No observations were possible that night, and next day—Sunday, it rained heavily. This was the first wet day we had experienced in Ascension, and the first we had ever spent under canvas. Our tent doors of course faced windward, and a tepid shower-bath roused us early in the morning.
The bedroom-tent was now floored with undressed planks. The ropes were well secured to the ground by iron pegs, driven into the clinker, the usual wooden pegs having no hold here. An ample mosquito net protected the bed; and a military-chest of drawers, an iron wash-stand, a bath, and a couple of wicker chairs completed the furnishing.
In order to make the process of taking root on Ascension intelligible, it is necessary first to explain something of the nature of its soil, and the peculiar manner of its cultivation. In other words, to make our own particular story less incoherent, it will be advisable, in the first place, to tell the little I know of the past history of our new home, and in what condition we found it in 1877.
Like its upturned face, the history of Ascension is featureless and colourless, being only redeemed from utter inanity by its contradictoriness.
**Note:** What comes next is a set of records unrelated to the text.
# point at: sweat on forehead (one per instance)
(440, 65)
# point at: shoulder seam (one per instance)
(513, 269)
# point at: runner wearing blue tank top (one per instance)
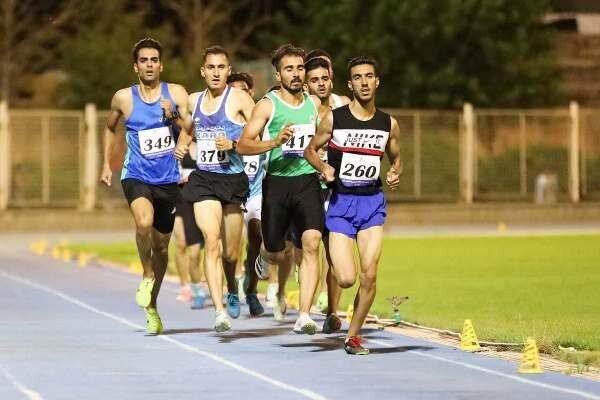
(219, 187)
(150, 173)
(357, 135)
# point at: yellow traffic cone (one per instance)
(468, 338)
(349, 312)
(293, 299)
(530, 362)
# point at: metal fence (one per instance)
(53, 157)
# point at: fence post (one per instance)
(90, 159)
(466, 155)
(5, 159)
(574, 153)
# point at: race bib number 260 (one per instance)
(156, 142)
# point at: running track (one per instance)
(76, 333)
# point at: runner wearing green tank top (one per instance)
(286, 119)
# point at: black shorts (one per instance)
(162, 197)
(226, 188)
(185, 210)
(290, 205)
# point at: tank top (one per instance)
(288, 159)
(355, 150)
(150, 141)
(207, 128)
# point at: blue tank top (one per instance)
(207, 128)
(254, 167)
(150, 142)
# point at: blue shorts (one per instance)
(350, 213)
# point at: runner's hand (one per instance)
(392, 178)
(106, 175)
(181, 150)
(328, 173)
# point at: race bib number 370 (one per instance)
(156, 142)
(295, 146)
(359, 169)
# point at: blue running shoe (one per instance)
(233, 305)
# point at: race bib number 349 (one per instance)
(359, 169)
(297, 143)
(156, 142)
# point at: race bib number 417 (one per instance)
(156, 142)
(295, 146)
(359, 169)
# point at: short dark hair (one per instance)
(315, 63)
(214, 50)
(241, 77)
(286, 50)
(361, 60)
(146, 43)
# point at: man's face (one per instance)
(243, 86)
(215, 71)
(291, 73)
(363, 82)
(148, 65)
(319, 83)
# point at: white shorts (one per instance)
(253, 209)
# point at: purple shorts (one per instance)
(350, 213)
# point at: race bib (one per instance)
(359, 169)
(208, 157)
(251, 165)
(156, 142)
(295, 146)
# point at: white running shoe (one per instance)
(271, 296)
(305, 324)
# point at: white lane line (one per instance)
(282, 385)
(31, 394)
(584, 395)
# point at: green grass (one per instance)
(510, 287)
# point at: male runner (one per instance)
(219, 186)
(358, 134)
(150, 174)
(291, 192)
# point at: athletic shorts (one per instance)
(226, 188)
(351, 213)
(293, 201)
(162, 197)
(253, 209)
(185, 210)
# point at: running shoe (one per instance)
(222, 323)
(305, 324)
(233, 305)
(271, 296)
(143, 295)
(254, 305)
(322, 302)
(331, 324)
(353, 345)
(279, 309)
(262, 268)
(154, 324)
(185, 294)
Doubtless there were stirring times here once on a day when Vulcan's forge was alight, but that was before we short-sighted mortals dared to peep into this now deserted workshop of the grimy god.
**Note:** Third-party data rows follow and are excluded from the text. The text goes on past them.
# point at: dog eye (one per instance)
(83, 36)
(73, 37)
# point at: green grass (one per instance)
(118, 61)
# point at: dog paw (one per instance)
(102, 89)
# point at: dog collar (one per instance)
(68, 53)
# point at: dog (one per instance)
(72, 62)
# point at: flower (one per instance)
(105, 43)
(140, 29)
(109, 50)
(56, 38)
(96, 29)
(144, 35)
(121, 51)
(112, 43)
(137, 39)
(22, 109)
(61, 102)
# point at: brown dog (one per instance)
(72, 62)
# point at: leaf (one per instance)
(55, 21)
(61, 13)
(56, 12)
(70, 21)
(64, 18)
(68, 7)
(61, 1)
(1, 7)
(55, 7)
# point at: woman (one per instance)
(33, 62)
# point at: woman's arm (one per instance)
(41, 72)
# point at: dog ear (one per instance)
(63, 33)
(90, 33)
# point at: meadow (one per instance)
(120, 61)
On Ascension Day, 1501, Juan de Nova, the great Portuguese navigator, found the fire gone out, and only hills of cinder and plains of ash to bear record of past labours. Ascension, so called by its discoverer from the fact of his having sighted it on Ascension Day, is one of the peaks of a submarine volcanic ridge which separates the northern and southern basins of the Atlantic, and is situated in lat. 8° S., long. 14° W., almost midway between the coasts of Africa and South America. It is one of the most isolated islands in the world, and has no land nearer than St. Helena, which lies 800 miles to the South-East.
Three days brought us within sight of Ascension. What a sight it was! The sun had been up some hours when we anchored in Clarence Bay on the 13th of July, and the “Abomination of Desolation” seemed to be before our eyes as we looked eagerly at the land.
A few scattered buildings lay among reddish-brown cinders near the shore—a sugar-loaf hill of the same colour rose up behind and bounded the view. We looked about in a sort of hopeless way for “Green Mountain,” but it was nowhere to be seen, and we set it down as a fable—a mere myth. “Nothing green,” we said, “exists, or could exist here.” Stones, stones, everywhere stones, that have been tried in the fire and are now heaped about in dire confusion, or beaten into dust which we see dancing in pillars before the wind. Dust, sunshine, and cinders, and low yellow houses frizzling in it all!
Is that Ascension?
Well, not quite; its coast presented a livelier scene, though one that we would gladly have dispensed with. A black perpendicular wall of rock jutted out into the bay, and on either side of it a stretch of white glistening sand swept to north and south. It is on this rock that the “Tartar Stairs” are cut, and here we must land.